Die wachsende Enttäuschung hat zwei Ursachen. Da ist zum einen der sich verlangsamende Reformeifer der Regierung. So hat die Türkei zwar unter dem bekennenden Muslim Recep Tayyip Erdogan mehr Schritte in Richtung Brüssel gemacht als unter jeder Regierung zuvor. Doch waren die EU-Ambitionen in Ankara vor fünf Jahren deutlicher erkennbar als heute.
Türken fühlen sich hingehalten
Der zweite Grund ist, dass sich die meisten Türken immer wieder von der Europäischen Union hingehalten fühlen. Brüssel, so heißt es, messe mit zweierlei Maß und stelle ihrem Land stets neue Hürden in den Weg. So seien zwar Bulgarien und Rumänien, in denen nach wie vor eine stattliche Korruption blühe, bereits Mitglied in der EU. An der Türkei aber, der in internationalen Erhebungen eine rückläufige Korruption attestiert worden sei, habe die EU immer wieder etwas herumzunörgeln.
So ist es keine Überraschung, dass die Enttäuschung am Bosporus streckenweise gar in Wut umschlägt.

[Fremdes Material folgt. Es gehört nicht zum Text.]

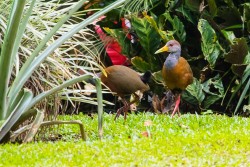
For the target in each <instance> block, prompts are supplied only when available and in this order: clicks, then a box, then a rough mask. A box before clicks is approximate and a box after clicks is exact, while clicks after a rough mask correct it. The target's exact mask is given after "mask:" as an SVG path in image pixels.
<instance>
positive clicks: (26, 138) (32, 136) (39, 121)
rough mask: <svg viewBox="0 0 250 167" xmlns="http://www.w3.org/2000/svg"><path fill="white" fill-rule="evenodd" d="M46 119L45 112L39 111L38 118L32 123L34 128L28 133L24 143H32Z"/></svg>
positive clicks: (25, 138)
mask: <svg viewBox="0 0 250 167" xmlns="http://www.w3.org/2000/svg"><path fill="white" fill-rule="evenodd" d="M43 119H44V111H37V114H36V118H35V120H34V121H33V123H32V126H31V128H30V130H29V132H28V134H27V135H26V136H25V138H24V141H23V142H24V143H27V142H31V141H32V139H33V138H34V136H35V135H36V133H37V131H38V129H39V127H40V126H41V123H42V122H43Z"/></svg>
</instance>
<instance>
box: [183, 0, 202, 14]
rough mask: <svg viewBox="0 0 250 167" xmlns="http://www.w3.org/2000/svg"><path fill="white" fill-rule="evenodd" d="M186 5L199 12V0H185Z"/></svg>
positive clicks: (196, 11) (194, 11)
mask: <svg viewBox="0 0 250 167" xmlns="http://www.w3.org/2000/svg"><path fill="white" fill-rule="evenodd" d="M185 6H186V7H187V8H188V9H190V10H191V11H193V12H199V10H200V1H199V0H185Z"/></svg>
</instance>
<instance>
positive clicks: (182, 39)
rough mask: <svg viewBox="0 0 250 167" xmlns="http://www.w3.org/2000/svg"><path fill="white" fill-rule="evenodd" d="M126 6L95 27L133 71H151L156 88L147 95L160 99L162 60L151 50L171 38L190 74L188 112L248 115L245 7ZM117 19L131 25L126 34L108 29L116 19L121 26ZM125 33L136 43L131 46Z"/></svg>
mask: <svg viewBox="0 0 250 167" xmlns="http://www.w3.org/2000/svg"><path fill="white" fill-rule="evenodd" d="M139 2H140V3H139ZM145 3H147V5H146V6H147V7H145V5H144V4H145ZM127 7H128V8H126V9H127V10H124V12H123V14H122V15H121V14H120V13H119V12H116V11H112V13H110V14H109V15H107V18H106V19H105V20H103V21H102V22H101V23H100V25H101V26H102V27H103V29H104V30H105V31H106V32H107V33H108V34H109V35H111V36H113V37H114V38H116V39H117V41H118V42H119V44H120V45H121V46H122V48H123V50H122V51H123V53H124V54H125V55H126V56H127V57H129V58H130V59H131V62H132V64H133V66H134V67H135V68H136V69H137V70H139V71H141V72H144V71H146V70H147V69H150V70H151V71H152V72H154V80H155V83H157V84H155V83H153V84H152V85H151V90H152V92H154V93H157V94H158V95H159V96H164V95H163V93H162V92H163V91H164V89H163V86H162V82H161V80H162V79H161V75H160V70H161V67H162V64H163V61H164V59H165V57H166V56H165V57H164V56H158V55H155V54H154V52H155V51H156V50H157V49H158V48H160V47H161V46H163V45H164V44H165V43H166V42H167V41H168V40H169V39H173V38H175V39H177V40H178V41H180V43H181V44H182V56H183V57H185V58H186V59H187V60H188V61H189V63H190V65H191V68H192V70H193V73H194V76H195V80H194V82H193V84H192V85H190V86H189V87H188V88H187V90H186V91H185V92H184V94H183V99H184V100H185V101H186V102H188V103H189V106H192V107H194V108H193V109H191V110H193V111H197V112H200V111H205V110H208V109H210V110H212V111H214V112H218V113H226V114H229V115H232V114H245V115H248V114H249V110H247V108H249V102H250V96H249V94H250V89H249V85H250V70H249V69H250V65H249V64H250V63H249V62H250V53H249V50H250V49H249V48H250V47H249V46H250V45H249V38H248V36H249V32H250V24H249V23H250V21H249V16H250V13H249V10H250V3H248V2H247V1H245V2H244V1H241V2H239V1H231V0H229V1H223V0H221V1H215V0H211V1H204V0H203V1H199V0H191V1H189V0H185V1H169V0H166V1H157V0H154V1H145V2H143V1H137V3H134V4H133V5H129V4H128V6H127ZM139 9H140V11H139V12H138V10H139ZM115 16H116V17H115ZM120 17H122V18H126V19H128V20H129V21H130V23H131V28H130V29H129V31H127V30H125V29H124V28H122V27H121V26H120V27H119V26H117V24H116V26H113V25H114V24H113V25H112V22H113V21H114V20H115V19H116V21H119V22H120ZM114 18H115V19H114ZM128 34H130V35H132V36H133V37H134V39H136V40H135V42H134V43H132V42H131V40H129V39H128V38H127V37H128ZM243 108H244V110H243ZM191 110H190V111H191Z"/></svg>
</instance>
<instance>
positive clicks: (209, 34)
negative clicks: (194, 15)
mask: <svg viewBox="0 0 250 167" xmlns="http://www.w3.org/2000/svg"><path fill="white" fill-rule="evenodd" d="M198 30H199V31H200V33H201V39H202V43H201V49H202V52H203V55H204V56H205V59H206V60H207V61H208V63H209V65H210V67H211V68H214V67H215V63H216V60H217V59H218V57H219V56H220V55H221V52H222V50H221V46H220V44H219V42H218V40H217V36H216V33H215V31H214V29H213V28H212V27H211V26H210V25H209V23H208V21H207V20H204V19H200V20H199V23H198Z"/></svg>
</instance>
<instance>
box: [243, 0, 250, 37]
mask: <svg viewBox="0 0 250 167" xmlns="http://www.w3.org/2000/svg"><path fill="white" fill-rule="evenodd" d="M243 19H244V21H245V22H246V26H247V31H248V33H250V3H245V4H244V11H243Z"/></svg>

Auf der Straße beklagen sich Passanten über das das ständige Hin und Her. "Steckt Euch die EU doch an den Hut!", lautet die Schlussfolgerung bei einigen. "Was kann die EU der Türkei denn geben? Gar nichts!"
Türkische Wirtschaft wächst stärker
Obgleich sich dieser Ton ausgesprochen harsch anhört, dürfte die Frage, was die EU dem Land geben kann, aus türkischer Perspektive eine gewisse Berechtigung haben. Denn in mindestens zwei Punkten hat man zurzeit am Bosporus ausgesprochen gute Karten. So wächst die Wirtschaft in der Türkei seit Jahren erheblich stärker als in der Europäischen Union. Sie verzeichnete im ersten Halbjahr 2010 ein Plus von rund elf Prozent. Zudem braucht man sich in der Türkei - anders als in der Europäischen Union - zurzeit keine Sorgen über eine sogenannte Überalterung der Gesellschaft zu machen.